Although groups such as the International Association of Pet Cemeteries and Crematories and the Pet Loss Professionals Alliance have begun to take matters into their own hands, no amount of ethical pledges can help prevent an honest mistake, such as when a shelter in Regina, Canada accidentally sent a cat’s body to the landfill instead of the crematorium in 2007; or when the city of Chattanooga, Tennessee, ended a euthanizing service and forgot to tell the city’s vets and crematorium, proceeding to dump pet’s bodies in a landfill for more than a month in 2014. With Trusted Journey, technology aims to be that guardrail to protect veterinarians, pets, and their owners.
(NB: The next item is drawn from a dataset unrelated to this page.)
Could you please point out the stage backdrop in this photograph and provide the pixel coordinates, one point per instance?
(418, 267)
As for the software itself, this is how it works: When a pet dies, the veterinarian logs into the software’s Web portal and creates a service order with the pet’s name, death date, and the pet owner’s contact information and aftercare wishes. After the order is saved, a Trusted Journey info sheet is printed at the vet’s office with a barcode assigned to that specific pet, plus barcodes for each designated process (fur clipping, paw printing, nose printing, cremation, etc.), and the pet’s information is dispatched to the relationship manager (the driver, basically) via their customer care tablet, which lets them know the pet needs to be picked up.

When the manager arrives, they scan the pet’s barcode with a wireless Bluetooth scanner, put the pet in a body bag, and then zip tie the protected barcode info sheet to the body bag. For each process, the caretaker will scan the pet’s barcode, then the process barcode. When the process is scanned in, the time and date are recorded on the pet’s file, which a vet can check through the online portal. The same process is used if a pet owner brings their pet into the facility.

“Until the pet’s [cremated ashes] are returned to the veterinarian, the veterinarian knows where that pet is at all times, and if a pet parent ever has any questions, they can just ask,” Padlo said.

If the caretaker accidentally skips over a step or scans the wrong barcode, the software will notify the caretaker. It’s kind of like a ramped up Domino’s pizza tracker, if you had spent decades of your formative years with a personal meat lovers pie and wanted to give it a dignified send off to the big pizza box in the sky.

“I think that having the Trusted Journey system in place… makes the whole process more transparent, and with transparency comes the requirement that you’re honest, because you can’t hide,” Padlo said about the software’s ability to prevent unethical behavior. “For us, we would do [pet aftercare] the same way regardless, but Trusted Journey provides a level of transparency for both veterinarians and pet parents that… can verify to them that we’re doing the ethical, right thing.”

Padlo and Ellis are finishing up the process of rolling out the software to the center’s veterinary partners. The team already has several inquiries from other pet aftercare services wanting to license the software, and plans to make it available for licensing sometime in the second half of this year. While the software doesn’t have the option for pet owners to view the records on their own devices, Padlo said he would rather a pet parent seek help from the facility than obsessively watch their phone for updates.

“If a pet parent is worried about where their pet is, we would love them to call us, because it gives us an opportunity to make sure they’re doing OK and to help them,” Padlo said. “We don’t want them to worry, checking every 10 minutes to see where their pet is. We’d rather them reach out, that way we can provide them with some sort of assurance… because they may need more help than just knowing.”